Australia’s Senate Committee on Economics Legislation has issued its feedback on Senator Andrew Bragg’s cryptocurrency bill. The committee, in its report on September 4th, discussed the “Digital Assets (Market Regulation) Bill 2023” and suggested several amendments to the proposed legislation.
Among the key recommendations, the Senate indicated its intention to pass the bill with minor adjustments, including the removal of nonfungible tokens (NFTs) from the definition of regulated digital assets. Additionally, lawmakers proposed excluding specific asset-based tokens, such as the Gold and Silver Standard and the BetaCarbon Token, from the definition of stablecoins. They also suggested extending the transition period from three to nine months.

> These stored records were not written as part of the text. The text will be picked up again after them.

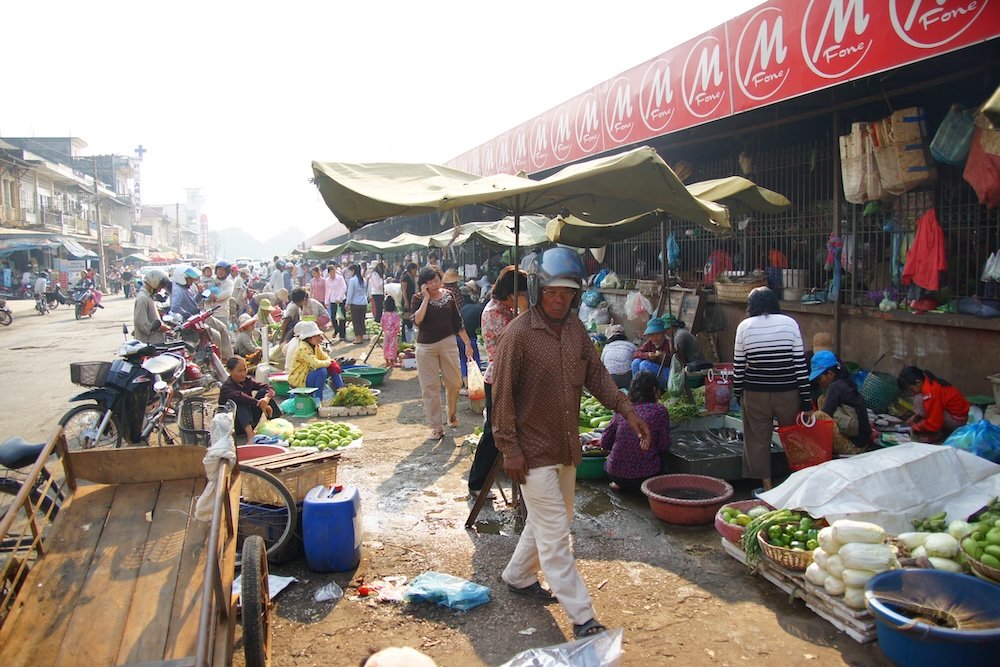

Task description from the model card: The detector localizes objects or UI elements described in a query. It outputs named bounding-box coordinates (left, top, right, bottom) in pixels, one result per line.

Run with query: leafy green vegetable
left=329, top=385, right=377, bottom=407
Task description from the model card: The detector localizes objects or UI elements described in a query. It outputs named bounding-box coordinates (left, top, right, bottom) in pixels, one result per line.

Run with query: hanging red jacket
left=901, top=208, right=946, bottom=291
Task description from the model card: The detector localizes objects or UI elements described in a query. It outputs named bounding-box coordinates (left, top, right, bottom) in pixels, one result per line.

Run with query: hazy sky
left=3, top=0, right=763, bottom=242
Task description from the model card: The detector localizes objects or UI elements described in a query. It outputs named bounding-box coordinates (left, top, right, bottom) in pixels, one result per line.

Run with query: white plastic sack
left=758, top=443, right=1000, bottom=535
left=499, top=628, right=623, bottom=667
left=194, top=411, right=236, bottom=521
left=601, top=271, right=621, bottom=289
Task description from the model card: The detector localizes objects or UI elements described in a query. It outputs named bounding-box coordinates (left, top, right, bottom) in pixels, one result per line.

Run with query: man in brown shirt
left=492, top=248, right=650, bottom=639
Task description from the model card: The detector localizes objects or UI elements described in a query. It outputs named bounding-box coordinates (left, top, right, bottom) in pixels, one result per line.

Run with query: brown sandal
left=448, top=414, right=459, bottom=429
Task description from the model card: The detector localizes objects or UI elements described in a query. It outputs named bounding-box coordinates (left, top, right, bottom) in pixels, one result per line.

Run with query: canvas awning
left=311, top=146, right=730, bottom=234
left=546, top=176, right=790, bottom=247
left=61, top=238, right=99, bottom=259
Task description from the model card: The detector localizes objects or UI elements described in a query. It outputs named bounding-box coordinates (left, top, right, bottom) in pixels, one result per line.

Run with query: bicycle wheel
left=59, top=405, right=122, bottom=450
left=237, top=465, right=297, bottom=563
left=240, top=535, right=271, bottom=667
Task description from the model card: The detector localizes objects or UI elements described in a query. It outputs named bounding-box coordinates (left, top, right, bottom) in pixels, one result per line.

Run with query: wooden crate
left=721, top=538, right=876, bottom=643
left=242, top=449, right=340, bottom=504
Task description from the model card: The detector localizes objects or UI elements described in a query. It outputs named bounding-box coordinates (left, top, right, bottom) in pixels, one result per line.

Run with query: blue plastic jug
left=302, top=485, right=362, bottom=572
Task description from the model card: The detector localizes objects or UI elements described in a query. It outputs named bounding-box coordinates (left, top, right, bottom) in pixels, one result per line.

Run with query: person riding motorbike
left=133, top=269, right=172, bottom=344
left=34, top=272, right=49, bottom=314
left=169, top=264, right=230, bottom=364
left=74, top=271, right=104, bottom=309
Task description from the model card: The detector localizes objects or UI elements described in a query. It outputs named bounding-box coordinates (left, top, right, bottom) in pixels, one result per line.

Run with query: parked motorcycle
left=0, top=298, right=12, bottom=326
left=164, top=306, right=228, bottom=383
left=45, top=286, right=66, bottom=310
left=71, top=287, right=97, bottom=320
left=59, top=340, right=204, bottom=450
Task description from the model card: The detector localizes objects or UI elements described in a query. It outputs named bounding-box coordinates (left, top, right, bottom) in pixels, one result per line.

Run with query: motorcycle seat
left=0, top=437, right=47, bottom=470
left=142, top=353, right=182, bottom=376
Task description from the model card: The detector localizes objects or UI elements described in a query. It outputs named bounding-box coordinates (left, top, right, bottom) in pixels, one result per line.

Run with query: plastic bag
left=313, top=581, right=343, bottom=603
left=589, top=303, right=611, bottom=326
left=403, top=571, right=490, bottom=611
left=705, top=363, right=734, bottom=414
left=666, top=354, right=684, bottom=397
left=778, top=413, right=834, bottom=471
left=583, top=289, right=603, bottom=308
left=943, top=420, right=1000, bottom=463
left=667, top=232, right=680, bottom=268
left=931, top=104, right=975, bottom=166
left=467, top=363, right=486, bottom=401
left=499, top=628, right=623, bottom=667
left=623, top=291, right=651, bottom=320
left=256, top=417, right=295, bottom=441
left=601, top=271, right=621, bottom=289
left=964, top=125, right=1000, bottom=208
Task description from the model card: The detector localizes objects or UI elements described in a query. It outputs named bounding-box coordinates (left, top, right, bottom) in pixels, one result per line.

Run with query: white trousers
left=502, top=464, right=595, bottom=625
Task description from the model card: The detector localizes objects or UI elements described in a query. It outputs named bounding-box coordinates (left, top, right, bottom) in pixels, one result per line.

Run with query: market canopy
left=311, top=146, right=730, bottom=233
left=61, top=238, right=98, bottom=259
left=305, top=216, right=553, bottom=259
left=546, top=176, right=791, bottom=247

The report called for the Board of Taxation to conduct a review of the tax treatment of digital assets and transactions in Australia, aiming to introduce legislation in early 2024. Furthermore, the government was urged to fully implement the recommendations of the Council of Financial Regulators to address the issue of debanking in Australia, as it was recognized that banks reducing services to cryptocurrency firms could have adverse consequences, potentially pushing the industry underground.

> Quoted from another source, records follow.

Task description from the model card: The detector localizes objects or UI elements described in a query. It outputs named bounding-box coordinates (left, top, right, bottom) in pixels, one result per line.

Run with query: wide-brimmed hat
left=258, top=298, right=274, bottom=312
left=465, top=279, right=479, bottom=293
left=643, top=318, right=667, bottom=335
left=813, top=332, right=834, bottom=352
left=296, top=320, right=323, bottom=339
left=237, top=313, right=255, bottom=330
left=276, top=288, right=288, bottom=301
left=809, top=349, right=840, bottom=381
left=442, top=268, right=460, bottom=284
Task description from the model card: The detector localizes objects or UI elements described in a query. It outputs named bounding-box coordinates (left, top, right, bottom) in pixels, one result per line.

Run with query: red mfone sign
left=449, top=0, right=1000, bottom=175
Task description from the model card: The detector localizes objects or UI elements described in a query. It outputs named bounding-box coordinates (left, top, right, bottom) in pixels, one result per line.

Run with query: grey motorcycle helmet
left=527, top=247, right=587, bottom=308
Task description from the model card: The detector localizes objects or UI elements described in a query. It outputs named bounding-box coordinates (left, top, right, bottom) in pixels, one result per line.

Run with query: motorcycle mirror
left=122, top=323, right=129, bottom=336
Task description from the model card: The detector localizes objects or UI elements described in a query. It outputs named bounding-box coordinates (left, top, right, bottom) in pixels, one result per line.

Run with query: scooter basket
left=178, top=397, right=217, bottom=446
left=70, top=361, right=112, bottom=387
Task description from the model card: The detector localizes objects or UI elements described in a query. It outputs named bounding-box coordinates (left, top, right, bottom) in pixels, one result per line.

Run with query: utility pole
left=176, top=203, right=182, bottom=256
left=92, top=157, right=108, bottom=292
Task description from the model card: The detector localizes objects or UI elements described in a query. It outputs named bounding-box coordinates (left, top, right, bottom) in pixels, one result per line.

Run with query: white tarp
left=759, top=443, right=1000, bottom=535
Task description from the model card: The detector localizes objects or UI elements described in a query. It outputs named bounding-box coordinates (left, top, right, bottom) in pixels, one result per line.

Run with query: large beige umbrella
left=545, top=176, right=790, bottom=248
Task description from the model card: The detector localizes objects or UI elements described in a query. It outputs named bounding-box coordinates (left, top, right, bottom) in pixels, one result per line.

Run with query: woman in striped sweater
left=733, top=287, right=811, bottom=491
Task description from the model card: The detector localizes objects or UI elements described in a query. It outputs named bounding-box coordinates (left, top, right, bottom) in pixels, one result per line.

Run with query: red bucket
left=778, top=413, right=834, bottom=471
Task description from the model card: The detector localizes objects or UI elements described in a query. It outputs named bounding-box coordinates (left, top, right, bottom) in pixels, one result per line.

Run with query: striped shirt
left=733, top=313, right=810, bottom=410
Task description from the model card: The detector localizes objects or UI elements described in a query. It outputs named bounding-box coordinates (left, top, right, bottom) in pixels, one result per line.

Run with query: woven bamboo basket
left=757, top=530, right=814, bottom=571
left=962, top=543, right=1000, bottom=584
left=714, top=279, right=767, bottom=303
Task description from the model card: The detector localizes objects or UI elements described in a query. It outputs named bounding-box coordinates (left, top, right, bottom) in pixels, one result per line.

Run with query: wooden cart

The document highlighted concerns about the impact of the government’s approach to digital asset regulation on Australian consumers and investment. The Senate viewed Senator Bragg’s bill as a significant step toward establishing a comprehensive digital asset regulatory framework, contrasting it with the previous government’s crypto agenda, which they asserted had been abandoned to the detriment of Australians.
In March, Senator Bragg introduced the “Digital Assets (Market Regulation) Bill 2023” to safeguard consumers and promote investor interests. The draft bill outlined regulatory recommendations related to stablecoins, exchange licensing, and custody requirements.
Notably, the Senate Committee’s report was delayed beyond its original anticipated release date. Initially scheduled for August 2nd, the reporting date was extended to August 16th, then to August 25th, before being finalized on September 4th.